Personal Protective Equipment

The QSO Memo requires that survey teams ensure that members have needed personal protective equipment that may be required onsite to observe resident care in close quarters. If the facility has gowns, gloves, face shields or other eye protection that may be used by surveyors, such equipment may be used onsite by surveyors.

Onsite Survey Activities

The QSO Memo provides that, unless there are extenuating circumstances, the survey team should plan to complete all onsite observations and corresponding interviews within two days. If symptomatic patients/residents are able to tolerate wearing face masks for interviews, this will reduce the need for surveyors to wear respirator masks.

During onsite observation and investigation, the QSO Memo directs that surveyors focus on concerns with:

  • Improper transmission precautions procedures;
  • Lack of staff knowledge of transmission precautions;
  • Improper staff use of personal protective equipment and/or inadequate hand hygiene;
  • High-risk, significant environmental cleaning issues;
  • Ineffective and/or improper laundering of linens; and
  • Consider how influenza and pneumococcal programs are managed.

CMS recommends that the surveyors conduct needed interviews with patients/residents onsite, as these may be difficult to obtain offsite.

Conducting and Completing Survey Offsite

The QSO Memo makes recommendations for many actions to occur offsite.

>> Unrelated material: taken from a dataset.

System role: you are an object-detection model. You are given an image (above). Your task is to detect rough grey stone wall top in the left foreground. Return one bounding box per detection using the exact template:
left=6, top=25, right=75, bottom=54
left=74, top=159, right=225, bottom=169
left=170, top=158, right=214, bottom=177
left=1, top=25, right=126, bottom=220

CMS recommends that:

  • All interviews should be conducted by phone (except for interviews that are conducted concurrently with observations);
  • Medical record review may be conducted offsite;
  • Requests and reviews of facility policies and procedures take place offsite;
  • Investigations of the governing body and quality assurance performance improvement requirements that may relate to infection control or care issues be conducted off-site through telephone interviews and additional record review;
  • Any survey exit discussion with the facility occur by telephone; and
  • The drafting of the CMS-2567 occur offsite.

Key Takeaways

  • Facilities should expect to see fewer surveys and those that occur will be more focused on infection control and abuse and neglect.
  • Facilities should also expect to see different onsite survey actions as surveyors move to complete more actions offsite.